Speaking from the House floor, Speaker Nancy Pelosi said it was imperative for Congress to counteract the Republican efforts, which she characterized as “dangerous” and “anti-democratic.”
“Democracy is under attack from what is the worst voter suppression campaign in America since Jim Crow,” Pelosi said.
The John Lewis Voting Rights Advancement Act, named for the late Georgia congressman who made the issue a defining one of his career, would restore voting rights protections that have been dismantled by the Supreme Court. Under the proposal, the Justice Department would again police new changes to voting laws in states that have racked up a series of “violations,” drawing them into a mandatory review process known as “preclearance.”
The practice was first put in place under the Voting Rights Act of 1965. But it was struck down by a conservative majority on the Supreme Court in 2013, which ruled the formula for determining which states needed their laws reviewed was outdated and unfairly punitive.
The court did, however, say that Congress could come up with a new formula, which is what the bill does.
A second ruling from the court in July made it more difficult to challenge voting restrictions in court under another section of the law.
The bill’s sponsor, Rep. Terri Sewell, said “old battles have indeed become new again,” enabled by the Supreme Court’s rulings.

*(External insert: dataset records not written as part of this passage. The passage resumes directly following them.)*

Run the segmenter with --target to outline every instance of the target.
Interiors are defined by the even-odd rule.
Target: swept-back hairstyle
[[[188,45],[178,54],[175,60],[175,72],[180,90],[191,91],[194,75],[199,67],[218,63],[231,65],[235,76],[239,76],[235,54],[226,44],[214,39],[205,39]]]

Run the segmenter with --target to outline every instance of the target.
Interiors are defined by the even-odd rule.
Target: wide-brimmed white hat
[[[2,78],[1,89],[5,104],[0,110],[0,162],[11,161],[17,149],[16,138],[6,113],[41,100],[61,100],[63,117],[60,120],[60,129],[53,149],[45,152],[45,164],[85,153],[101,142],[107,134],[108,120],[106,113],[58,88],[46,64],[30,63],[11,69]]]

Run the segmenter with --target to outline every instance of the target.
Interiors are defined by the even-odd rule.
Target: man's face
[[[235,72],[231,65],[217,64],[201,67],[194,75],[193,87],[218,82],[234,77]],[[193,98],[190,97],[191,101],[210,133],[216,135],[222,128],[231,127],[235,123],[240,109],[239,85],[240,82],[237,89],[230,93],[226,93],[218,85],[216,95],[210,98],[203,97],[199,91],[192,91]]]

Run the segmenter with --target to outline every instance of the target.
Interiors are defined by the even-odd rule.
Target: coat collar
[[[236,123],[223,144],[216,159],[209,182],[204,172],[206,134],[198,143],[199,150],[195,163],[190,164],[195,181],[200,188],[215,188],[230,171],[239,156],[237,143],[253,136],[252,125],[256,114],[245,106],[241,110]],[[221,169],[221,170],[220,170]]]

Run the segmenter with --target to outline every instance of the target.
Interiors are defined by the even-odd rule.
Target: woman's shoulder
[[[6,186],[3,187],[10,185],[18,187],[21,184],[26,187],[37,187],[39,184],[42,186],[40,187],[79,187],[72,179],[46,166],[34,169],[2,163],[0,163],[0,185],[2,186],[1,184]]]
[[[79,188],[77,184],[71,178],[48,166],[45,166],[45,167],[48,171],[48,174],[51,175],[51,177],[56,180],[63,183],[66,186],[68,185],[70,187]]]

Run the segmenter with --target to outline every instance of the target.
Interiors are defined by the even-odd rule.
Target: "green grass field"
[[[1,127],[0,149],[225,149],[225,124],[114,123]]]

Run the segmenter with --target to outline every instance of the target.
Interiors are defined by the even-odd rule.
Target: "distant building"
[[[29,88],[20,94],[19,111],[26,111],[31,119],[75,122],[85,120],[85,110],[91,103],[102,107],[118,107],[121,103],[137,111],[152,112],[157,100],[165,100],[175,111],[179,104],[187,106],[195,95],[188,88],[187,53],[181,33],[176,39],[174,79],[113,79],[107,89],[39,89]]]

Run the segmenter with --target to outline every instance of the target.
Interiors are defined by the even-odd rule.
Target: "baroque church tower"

“While literacy tests and poll taxes no longer exist, certain states and local jurisdictions have passed laws that are modern day barriers to voting,” said Sewell, an Alabama Democrat.
In many cases, the new bill wouldn’t apply to laws enacted in the years since the court’s 2013 ruling. That likely includes the wave of new Republican-backed restrictions inspired by Donald Trump’s false claims of a stolen 2020 election.
But if signed into law along with Democrats’ other election bill, the For the People Act, many of those restrictions could be neutralized — and likely prevented from getting approved again. Both laws would likely face legal challenges.
In the short term, the vote Tuesday was expected to soothe restive Democratic activists who have been frustrated by inaction on the issue in the Senate.
NAACP President Derrick Johnson said he was “encouraged” by the bill’s passage. But he also offered a thinly veiled threat, pledging to watch closely as the Senate takes it up and “keep track of every yea and every nay” vote.
“Make no mistake, we will be there, on the ground in 2022, in every state that needs a new Senator,” he said in a statement.
Democrats’ slim 50-50 majority in the Senate means they lack the 60 votes needed to overcome a filibuster. For months, progressives have called for scrapping the filibuster, but a number of moderate Democrats oppose the idea, denying the votes needed to do so. It’s also not clear that the John Lewis Voting Rights Advancement Act, as written, would be supported by all Democrats in the Senate, where there are no votes to spare.
One provision in the bill would ban many types of voter ID laws, including those already on the books. That’s at odds with a proposal from West Virginia Sen. Joe Manchin, who is the chamber’s most conservative Democrat. He’s spent weeks working with Senate leadership to develop a more narrowly focused alternative to the For the People Act, and has specifically called for a voter ID standard that would allow for people to use a document like a utility bill.
Republicans, meanwhile, blasted the timing of the measure, noting that Pelosi called Democrats back from August recess to pass the bill, as well as to take votes on Democrats’ spending priorities, when the U.S. is dealing with its chaotic withdrawal from Afghanistan.
“If there’s any moment in time to put an election aside, if there’s any moment of time to put politics aside I would have thought today was this day,” said House Minority Leader Kevin McCarthy.
Conservatives also criticized the bill as a departure from the 1965 voting law, which used minority turnout data as well as a place’s history of enacting discriminatory voting laws when determining which places would be subject to preclearance.
The new bill, instead, leans heavily on looser standards, such as using the number of legal settlements and consent decrees issued in voting rights cases, to pull places into preclearance.
That would, Republicans argue, play into the hands of Democrats, who have built a sophisticated and well-funded legal effort to challenge voting rules in conservative-leaning states.
Rep. Michelle Fischbach, a Minnesota Republican, predicted it would be a boon for Democratic advocacy groups and trial lawyers, who would “file as many objections as possible to manufacture litigation.”
“It empowers the attorney general to bully states and seek federal approval before making changes to their own voting laws,” she said.